Die neue CPU stecken Sie in der gleichen Position wie die alte in den Sockel ein. Achten Sie darauf, dass sich die dreieckige Markierung am CPU-Sockel mit der Markierung am Prozessor deckt. Wenn Sie alles richtig gemacht haben, fällt die CPU regelrecht in den Sockel - es ist keine Kraft nötig. Falls doch, ist die Position nicht richtig - justieren Sie diese korrekt und probieren es erneut. Arretieren Sie dann die CPU, indem Sie den Hebel in die vorherige Position bringen.
Wärmeleitpaste - ein notwendiges Übel
Tragen Sie eine dünne Schicht Wärmeleitpaste auf die CPU auf. Ein Tropfen aus der Tube reicht. Verstreichen Sie die Paste dünn über die CPU-Oberfläche. Eine Scheckkarte ist hierbei das perfekte Hilfsmittel. Wichtig: Entfernen Sie sorgfältig alle überflüssigen Reste der Paste von der Karte, den Fingern und allem anderen, womit die Paste in Berührung gekommen ist. Die Paste muss dünn aufgetragen sein, sie soll nur den Wärmeübergang zwischen CPU und Kühlkörper optimieren, viel hilft an dieser Stelle ausnahmsweise nicht viel.
Kühlkörper befestigen
Setzen Sie den Kühlkörper in die Befestigung der Hauptplatine ein und arretieren Sie den Kühlkörper. Tipp: Haben Sie einen Kühlkörper der mittels Hebeln befestigt wird, sollten Sie beide Hebel gleichzeitig und gleichmässsig anziehen - Sie vermeiden so, dass sich der Kühlkörper verkantet.
Aufräumen und einschalten
Bauen Sie die sonstigen Komponenten wieder an ihren Platz und schließen Sie nach einer letzten Sichtkontrolle den Strom wieder an und schalten den PC ein. Windows startet normal? Gratuliere, Sie haben es fast geschafft.

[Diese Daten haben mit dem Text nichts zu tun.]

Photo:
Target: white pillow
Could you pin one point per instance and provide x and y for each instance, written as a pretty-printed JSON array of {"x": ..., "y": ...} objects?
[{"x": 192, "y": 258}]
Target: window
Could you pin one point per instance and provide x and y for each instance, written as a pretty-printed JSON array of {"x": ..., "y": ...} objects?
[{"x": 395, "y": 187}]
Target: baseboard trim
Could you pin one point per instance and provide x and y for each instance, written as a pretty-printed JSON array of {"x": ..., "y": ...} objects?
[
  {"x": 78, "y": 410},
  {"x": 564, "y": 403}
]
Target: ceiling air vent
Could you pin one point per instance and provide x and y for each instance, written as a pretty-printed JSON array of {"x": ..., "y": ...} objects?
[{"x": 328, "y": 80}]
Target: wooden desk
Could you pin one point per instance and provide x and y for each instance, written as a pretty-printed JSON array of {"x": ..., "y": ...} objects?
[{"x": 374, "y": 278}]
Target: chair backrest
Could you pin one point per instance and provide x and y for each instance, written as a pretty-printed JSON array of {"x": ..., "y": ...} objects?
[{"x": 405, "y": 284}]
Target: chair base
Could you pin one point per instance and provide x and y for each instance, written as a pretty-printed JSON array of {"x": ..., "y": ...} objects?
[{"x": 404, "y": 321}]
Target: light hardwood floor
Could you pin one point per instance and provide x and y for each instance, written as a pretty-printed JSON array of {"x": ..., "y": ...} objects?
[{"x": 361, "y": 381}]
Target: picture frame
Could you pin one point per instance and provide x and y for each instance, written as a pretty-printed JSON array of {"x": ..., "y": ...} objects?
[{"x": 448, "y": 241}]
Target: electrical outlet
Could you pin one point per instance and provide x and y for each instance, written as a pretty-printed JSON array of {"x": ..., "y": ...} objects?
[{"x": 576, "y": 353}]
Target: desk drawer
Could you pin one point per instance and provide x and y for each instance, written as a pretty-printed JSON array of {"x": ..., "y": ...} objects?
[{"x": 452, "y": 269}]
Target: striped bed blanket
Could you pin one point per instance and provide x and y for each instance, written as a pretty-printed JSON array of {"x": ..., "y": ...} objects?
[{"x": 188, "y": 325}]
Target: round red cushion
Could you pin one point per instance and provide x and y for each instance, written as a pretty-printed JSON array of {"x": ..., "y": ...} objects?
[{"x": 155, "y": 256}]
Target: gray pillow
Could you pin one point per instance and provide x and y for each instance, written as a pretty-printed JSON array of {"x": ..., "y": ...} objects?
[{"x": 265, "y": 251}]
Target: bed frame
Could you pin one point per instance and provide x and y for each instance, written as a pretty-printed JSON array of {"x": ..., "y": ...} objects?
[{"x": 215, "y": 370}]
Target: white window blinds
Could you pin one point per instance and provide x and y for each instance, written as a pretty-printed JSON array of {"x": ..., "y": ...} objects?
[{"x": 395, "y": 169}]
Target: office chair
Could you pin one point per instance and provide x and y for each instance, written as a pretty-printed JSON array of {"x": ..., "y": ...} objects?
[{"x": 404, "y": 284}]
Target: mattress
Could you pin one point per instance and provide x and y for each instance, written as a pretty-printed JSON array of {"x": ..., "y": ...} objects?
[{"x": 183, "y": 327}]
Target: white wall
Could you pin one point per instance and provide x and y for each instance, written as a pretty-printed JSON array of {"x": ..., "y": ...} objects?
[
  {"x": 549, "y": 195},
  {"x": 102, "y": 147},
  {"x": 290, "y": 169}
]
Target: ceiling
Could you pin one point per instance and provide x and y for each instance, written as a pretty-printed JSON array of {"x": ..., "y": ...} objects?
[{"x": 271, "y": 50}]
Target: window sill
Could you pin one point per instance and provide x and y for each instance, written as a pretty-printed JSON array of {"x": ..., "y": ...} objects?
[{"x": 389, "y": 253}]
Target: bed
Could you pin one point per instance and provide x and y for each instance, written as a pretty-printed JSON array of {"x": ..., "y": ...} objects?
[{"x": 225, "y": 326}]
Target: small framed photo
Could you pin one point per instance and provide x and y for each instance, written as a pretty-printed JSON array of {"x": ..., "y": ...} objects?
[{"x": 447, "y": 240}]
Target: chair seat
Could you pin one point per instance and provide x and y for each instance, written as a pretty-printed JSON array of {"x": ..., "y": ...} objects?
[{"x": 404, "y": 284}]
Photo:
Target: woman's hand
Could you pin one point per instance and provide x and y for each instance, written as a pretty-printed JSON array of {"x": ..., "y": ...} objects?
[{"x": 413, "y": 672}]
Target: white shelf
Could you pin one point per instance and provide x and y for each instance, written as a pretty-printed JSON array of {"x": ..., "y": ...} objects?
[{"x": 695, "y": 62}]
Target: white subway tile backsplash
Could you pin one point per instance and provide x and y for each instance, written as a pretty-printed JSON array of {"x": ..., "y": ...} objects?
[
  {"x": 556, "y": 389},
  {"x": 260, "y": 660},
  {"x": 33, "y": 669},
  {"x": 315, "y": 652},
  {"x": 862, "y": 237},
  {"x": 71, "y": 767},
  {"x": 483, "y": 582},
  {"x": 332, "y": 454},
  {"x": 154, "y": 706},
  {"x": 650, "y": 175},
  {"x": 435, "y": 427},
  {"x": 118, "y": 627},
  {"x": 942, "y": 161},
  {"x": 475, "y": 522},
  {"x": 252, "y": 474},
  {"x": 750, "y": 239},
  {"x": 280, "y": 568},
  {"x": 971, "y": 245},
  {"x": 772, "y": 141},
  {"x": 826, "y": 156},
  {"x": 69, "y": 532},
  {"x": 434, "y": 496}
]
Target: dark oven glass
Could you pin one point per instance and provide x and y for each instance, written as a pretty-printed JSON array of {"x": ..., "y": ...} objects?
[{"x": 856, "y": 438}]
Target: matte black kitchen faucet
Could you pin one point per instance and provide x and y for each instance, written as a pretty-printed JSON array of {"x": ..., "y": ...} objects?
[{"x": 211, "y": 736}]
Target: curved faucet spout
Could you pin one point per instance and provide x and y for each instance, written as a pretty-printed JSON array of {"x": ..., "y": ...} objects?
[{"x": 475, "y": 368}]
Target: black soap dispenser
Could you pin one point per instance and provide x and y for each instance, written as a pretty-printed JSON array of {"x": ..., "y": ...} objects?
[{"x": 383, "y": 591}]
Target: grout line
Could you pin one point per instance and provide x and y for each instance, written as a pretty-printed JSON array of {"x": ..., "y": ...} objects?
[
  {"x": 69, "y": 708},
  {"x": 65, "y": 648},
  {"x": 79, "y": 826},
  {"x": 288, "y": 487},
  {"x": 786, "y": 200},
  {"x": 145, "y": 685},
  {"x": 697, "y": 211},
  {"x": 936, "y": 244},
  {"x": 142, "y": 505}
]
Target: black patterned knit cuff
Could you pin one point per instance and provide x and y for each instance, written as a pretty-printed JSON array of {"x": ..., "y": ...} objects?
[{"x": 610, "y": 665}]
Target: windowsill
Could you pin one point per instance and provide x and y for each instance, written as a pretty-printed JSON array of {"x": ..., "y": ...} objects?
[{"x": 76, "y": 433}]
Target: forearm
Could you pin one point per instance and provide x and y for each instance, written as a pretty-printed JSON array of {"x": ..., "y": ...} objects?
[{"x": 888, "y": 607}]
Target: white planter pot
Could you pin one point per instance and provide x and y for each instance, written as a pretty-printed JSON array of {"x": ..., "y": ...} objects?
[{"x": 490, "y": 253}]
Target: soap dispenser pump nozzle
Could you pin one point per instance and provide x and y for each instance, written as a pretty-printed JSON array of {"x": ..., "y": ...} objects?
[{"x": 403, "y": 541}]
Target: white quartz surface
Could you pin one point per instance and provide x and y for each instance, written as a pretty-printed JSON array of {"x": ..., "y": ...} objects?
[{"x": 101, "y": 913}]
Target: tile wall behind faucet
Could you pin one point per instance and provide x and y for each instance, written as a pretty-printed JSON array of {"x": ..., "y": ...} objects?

Stresstest: So vermeiden Sie Ärger
Um sicher zu stellen, dass die CPU korrekt arbeitet, sollten Sie einen Stresstest durchführen, der die CPU ordentlich belastet. Ein gutes Hilfsmittel ist beispielsweise das Primzahlsuchprogramm Prime 95. Installieren Sie es und wählen Sie "Just Stress testing, Torture Test, In-Place Large FFTs". Nach rund 10 Minuten hat sich die CPU samt Kühlkörper auf die maximale Temperatur aufgeheizt. Wenn der PC jetzt noch stabil ist, wird er das auch später im alltäglichen Einsatz sein.
Gibt es Probleme, müssen Sie nochmals überprüfen, ob Sie die CPU korrekt eingebaut haben und ob das Netzteil genug Leistung für die neue CPU hat (siehe Seite 1).